The station didn’t support Syriza – we didn’t say vote for Syriza or vote for the left. We criticised the government and invited all parties except the neo-Nazi Golden Dawn to the election debate. We invited politicians from the former government, the Communists and the Greens.

. . . and the referendum?

As you can imagine, most of us as individuals were voting ‘Oxi’ in the referendum. All the mainstream media were for a ‘Yes’ vote – they said that every disaster imaginable would happen if the Noes won. But despite the overwhelming ‘No’ vote, the political system showed clearly a few days later that it cannot serve this country. I am not saying that 60 per cent voted to leave the euro, but a great proportion – in my opinion half – were prepared for anything. What they needed was someone to tell them that, although it would be a hard road, there was a plan. But this is a coup – a decision by a small power centre that has decided the future of the country.

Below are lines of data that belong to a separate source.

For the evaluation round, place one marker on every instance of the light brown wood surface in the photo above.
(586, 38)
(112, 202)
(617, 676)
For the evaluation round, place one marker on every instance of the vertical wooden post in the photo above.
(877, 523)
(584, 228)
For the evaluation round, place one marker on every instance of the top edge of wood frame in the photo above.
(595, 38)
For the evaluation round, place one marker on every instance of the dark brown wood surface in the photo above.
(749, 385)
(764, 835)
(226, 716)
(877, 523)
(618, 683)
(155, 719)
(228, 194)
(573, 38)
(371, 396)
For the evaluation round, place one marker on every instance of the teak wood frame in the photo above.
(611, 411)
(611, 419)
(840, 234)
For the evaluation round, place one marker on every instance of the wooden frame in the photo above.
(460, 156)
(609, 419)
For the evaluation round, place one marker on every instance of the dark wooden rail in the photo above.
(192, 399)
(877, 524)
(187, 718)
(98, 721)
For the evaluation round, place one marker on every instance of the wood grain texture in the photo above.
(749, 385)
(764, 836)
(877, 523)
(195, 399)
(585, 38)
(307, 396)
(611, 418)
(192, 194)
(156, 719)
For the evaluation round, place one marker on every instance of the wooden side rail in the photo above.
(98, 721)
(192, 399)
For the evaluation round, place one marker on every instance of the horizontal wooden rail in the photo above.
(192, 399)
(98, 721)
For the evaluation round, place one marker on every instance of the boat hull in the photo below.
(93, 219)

Could you give us some examples of ERT’s solidarity with other workers’ struggles?

We supported the struggle against water privatisation in Salonika. We provided the coverage in Crete against the dumping of nuclear waste. We gave radio and TV space to teachers to make their own programmes. Of course, we supported the struggle of the Vio.me factory in Salonika under workers’ control, with whom we have very close links. We were first to report that the rapper Pavlos Fyssas had been killed by fascists, that he was a political activist, and that it was a political murder. We supported the hunger strike of the anarchist prisoner Nikos Romanos for his right to study inside prison.

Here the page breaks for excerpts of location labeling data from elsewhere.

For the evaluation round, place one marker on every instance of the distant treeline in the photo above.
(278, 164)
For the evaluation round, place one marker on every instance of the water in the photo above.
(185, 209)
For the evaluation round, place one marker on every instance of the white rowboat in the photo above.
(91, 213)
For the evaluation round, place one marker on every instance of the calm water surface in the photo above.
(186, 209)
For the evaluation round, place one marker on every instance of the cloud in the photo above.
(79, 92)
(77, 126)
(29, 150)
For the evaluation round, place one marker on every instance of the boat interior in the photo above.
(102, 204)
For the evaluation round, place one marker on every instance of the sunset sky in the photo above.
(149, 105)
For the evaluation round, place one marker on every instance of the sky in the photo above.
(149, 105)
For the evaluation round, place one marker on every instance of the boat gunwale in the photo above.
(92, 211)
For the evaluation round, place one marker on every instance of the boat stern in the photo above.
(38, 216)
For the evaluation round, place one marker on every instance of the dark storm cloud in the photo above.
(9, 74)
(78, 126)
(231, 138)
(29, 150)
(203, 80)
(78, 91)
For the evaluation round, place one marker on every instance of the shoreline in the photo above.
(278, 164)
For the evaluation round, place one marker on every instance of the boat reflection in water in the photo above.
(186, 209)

What are your biggest challenges at present?

There is a lot of pressure on us because we are a public broadcaster. Our biggest challenges are to maintain our integrity, to work without bosses, to report the news without censorship, and to keep the station open to community involvement.

The implementation of the third memorandum will probably mean new threats to the integrity of ERT and job losses. The Troika seeks to close down ERT and the government will try to reduce the staff. This struggle has not finished. We will write a new chapter in its history of struggle.